From first rehearsal to world premiere, BALLET 422 takes us backstage at New York City Ballet as Justin Peck, a young up-and-coming choreographer, crafts a new work. BALLET 422 illuminates the process behind the creation of a single ballet within the ongoing cycle of work at one of the world’s great ballet companies.
New York City Ballet, under the artistic direction of Ballet Master in Chief Peter Martins, boasts a roster of more than 90 dancers and a repertory of works by many of the greatest choreographers in the history of the art form. When 25-year-old NYCB dancer Justin Peck begins to emerge as a promising young choreographer, he is commissioned to create a new ballet for the Company’s 2013 Winter Season. With unprecedented access to an elite world, the film follows Peck as he collaborates with musicians, lighting designers, costume designers and his fellow dancers to create Paz de la Jolla, NYCB’s 422nd new ballet. BALLET 422 is an unembellished vérité portrait of a process that has never before been documented at New York City Ballet in its entirety.
Jody Lee Lipes’ directing credits include HBO’s GIRLS, Primetime Emmy nominee and Golden Globe winner for Best Comedy Series 2012; NY EXPORT: OPUS JAZZ, a scripted adaptation of a Jerome Robbins’ ballet that won an Audience Award at the 2010 SXSW Film Festival; documentary BROCK ENRIGHT: GOOD TIMES WILL NEVER BE THE SAME, which premiered at SXSW 2009; and the forthcoming vérité documentary BALLET 422, which follows the creation of a single New York City Ballet production from first rehearsal through world premiere. He is currently developing CONFEDERACY, his first feature-length screenplay, which was selected for the 2012 Sundance Directors Lab.
Bijan Tehrani: What originally encouraged you to make BALLET 422?
Jody Lee Lipes: Justin, Justin is the one that interested me a lot because of how focused he is on his work and I just wanted to learn more about his process.
BT: BALLET 422 deals with a form of art that is difficult to translate to the screen and to give it some sense of drama, but I think the great success of your film is that it unfolds a drama in every scene and makes you follow the story eagerly.
JLL: I just tried to follow Justin’s lead and be present for as much of his process as I could be.
BT: As a Director/Cinematographer, you have complete control over the visual style of the film. How did you come up with the visual style of the BALLET 422?
JLL: I am a big fan of Cinema Verite, and directors like Frederick Wiseman and the Maysles Brothers and Alan King etc… I always wanted to shoot the film in that style without any talking heads or voice over or things like that, I wanted to capture what was happening as it was happening but beyond that I made no visual decisions except to be there when it was happening.

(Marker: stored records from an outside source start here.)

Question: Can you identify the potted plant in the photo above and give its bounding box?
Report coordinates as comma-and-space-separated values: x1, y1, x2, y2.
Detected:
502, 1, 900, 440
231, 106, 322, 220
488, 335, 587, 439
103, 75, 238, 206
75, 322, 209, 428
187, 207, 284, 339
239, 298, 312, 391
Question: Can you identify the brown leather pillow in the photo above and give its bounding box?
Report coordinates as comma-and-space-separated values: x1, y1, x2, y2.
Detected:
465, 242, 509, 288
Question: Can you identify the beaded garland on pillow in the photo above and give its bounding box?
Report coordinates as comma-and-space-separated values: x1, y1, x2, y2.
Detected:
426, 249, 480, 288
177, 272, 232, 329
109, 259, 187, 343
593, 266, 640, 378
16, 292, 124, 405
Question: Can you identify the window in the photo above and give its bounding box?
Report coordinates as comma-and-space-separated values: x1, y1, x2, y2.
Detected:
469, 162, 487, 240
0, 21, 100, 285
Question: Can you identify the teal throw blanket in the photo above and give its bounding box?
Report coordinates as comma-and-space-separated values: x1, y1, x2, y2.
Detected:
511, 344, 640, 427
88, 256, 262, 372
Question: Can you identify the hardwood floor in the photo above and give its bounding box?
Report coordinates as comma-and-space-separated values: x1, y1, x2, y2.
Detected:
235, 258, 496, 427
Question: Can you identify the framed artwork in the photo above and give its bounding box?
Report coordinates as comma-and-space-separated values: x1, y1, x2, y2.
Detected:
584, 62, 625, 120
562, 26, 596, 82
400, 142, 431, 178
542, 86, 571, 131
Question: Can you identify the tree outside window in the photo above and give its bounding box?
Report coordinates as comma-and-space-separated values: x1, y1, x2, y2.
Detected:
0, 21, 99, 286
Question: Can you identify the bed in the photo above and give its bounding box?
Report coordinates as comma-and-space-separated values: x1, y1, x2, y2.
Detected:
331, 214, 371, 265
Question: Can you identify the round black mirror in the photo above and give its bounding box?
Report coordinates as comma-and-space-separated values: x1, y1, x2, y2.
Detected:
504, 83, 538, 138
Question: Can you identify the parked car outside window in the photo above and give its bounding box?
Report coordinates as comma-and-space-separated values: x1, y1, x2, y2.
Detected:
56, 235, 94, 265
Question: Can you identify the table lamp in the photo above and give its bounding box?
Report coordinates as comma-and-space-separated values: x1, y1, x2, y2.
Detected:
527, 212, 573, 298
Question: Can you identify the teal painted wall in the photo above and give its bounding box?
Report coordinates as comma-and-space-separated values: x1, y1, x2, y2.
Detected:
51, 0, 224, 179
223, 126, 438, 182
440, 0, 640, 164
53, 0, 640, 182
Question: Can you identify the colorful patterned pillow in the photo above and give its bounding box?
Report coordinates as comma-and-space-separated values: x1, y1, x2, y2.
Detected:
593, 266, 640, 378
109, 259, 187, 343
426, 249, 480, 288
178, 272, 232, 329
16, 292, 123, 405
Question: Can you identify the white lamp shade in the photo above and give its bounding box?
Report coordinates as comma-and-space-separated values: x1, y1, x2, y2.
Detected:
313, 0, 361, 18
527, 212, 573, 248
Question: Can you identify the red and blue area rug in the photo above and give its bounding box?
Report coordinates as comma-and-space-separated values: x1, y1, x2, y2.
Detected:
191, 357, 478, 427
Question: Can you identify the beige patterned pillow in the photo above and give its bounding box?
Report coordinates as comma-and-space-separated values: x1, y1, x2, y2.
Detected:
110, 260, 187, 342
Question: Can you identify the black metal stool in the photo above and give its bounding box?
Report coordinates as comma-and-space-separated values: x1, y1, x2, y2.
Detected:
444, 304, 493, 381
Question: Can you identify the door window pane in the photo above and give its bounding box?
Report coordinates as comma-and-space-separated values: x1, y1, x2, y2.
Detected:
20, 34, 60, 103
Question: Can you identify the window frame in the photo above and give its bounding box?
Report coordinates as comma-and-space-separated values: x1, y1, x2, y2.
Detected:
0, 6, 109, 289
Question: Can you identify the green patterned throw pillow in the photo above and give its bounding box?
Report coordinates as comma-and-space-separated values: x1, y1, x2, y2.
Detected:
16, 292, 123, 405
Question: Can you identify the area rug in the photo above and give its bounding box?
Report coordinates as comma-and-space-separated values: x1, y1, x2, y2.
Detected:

BT: How challenging was it to make this film?
JLL: It was very smooth, a very smooth process, it was one of the most pleasurable and relaxed processes I have had. It was just me and Ellen and our other producer Anna, and a sound mixer and it was very low scale and very simple and very little equipment and basically just picking up a camera, pointing and shooting. All this easiness is because of Justin that was so supportive and because everyone was happy to have us there it felt very natural, it was really nice. I made a previous film that starred all New York City Ballet dancers, there was a real familiarity there, so it did not take me as long to gain that trust.
BT: BALLET 422 is not only about dance, it also shows the lifestyle.
JLL: It is almost about none of those things, it was more about documenting a creative endeavor, in this case we deal with ballet, music and costume design, but all those are secondary to me, and what interest me is the work that goes into the creative process.
BT: Please tell us about the editing process, how did you end up with the final cut of your film?
JLL: Saela Davis is the editor of “Ballet 422”, the first thing we did together was watch Frederick Weisman film “Le Danse”, and we talked about that and that sort of tone and that we were striving for that sort of feeling. I gave Saela 35 or 40 hours of footage and gave her free reign to piece together the film. We talked about whether it would be a full length film or a short and we talked about cutting away the fat and making the film feel like it is moving and not kind of meandering. Even though there is very little conflict in the film, which is the driving narrative force, we used the fact that there is a limited amount of time for the premier and we made sure that each scene was about one thing and one thing only and that each scene was advancing the film.
BT: Do you have any new projects lined up?
JLL: Yes, I am working on a couple screenplays and a longer form documentary which I cannot talk about yet.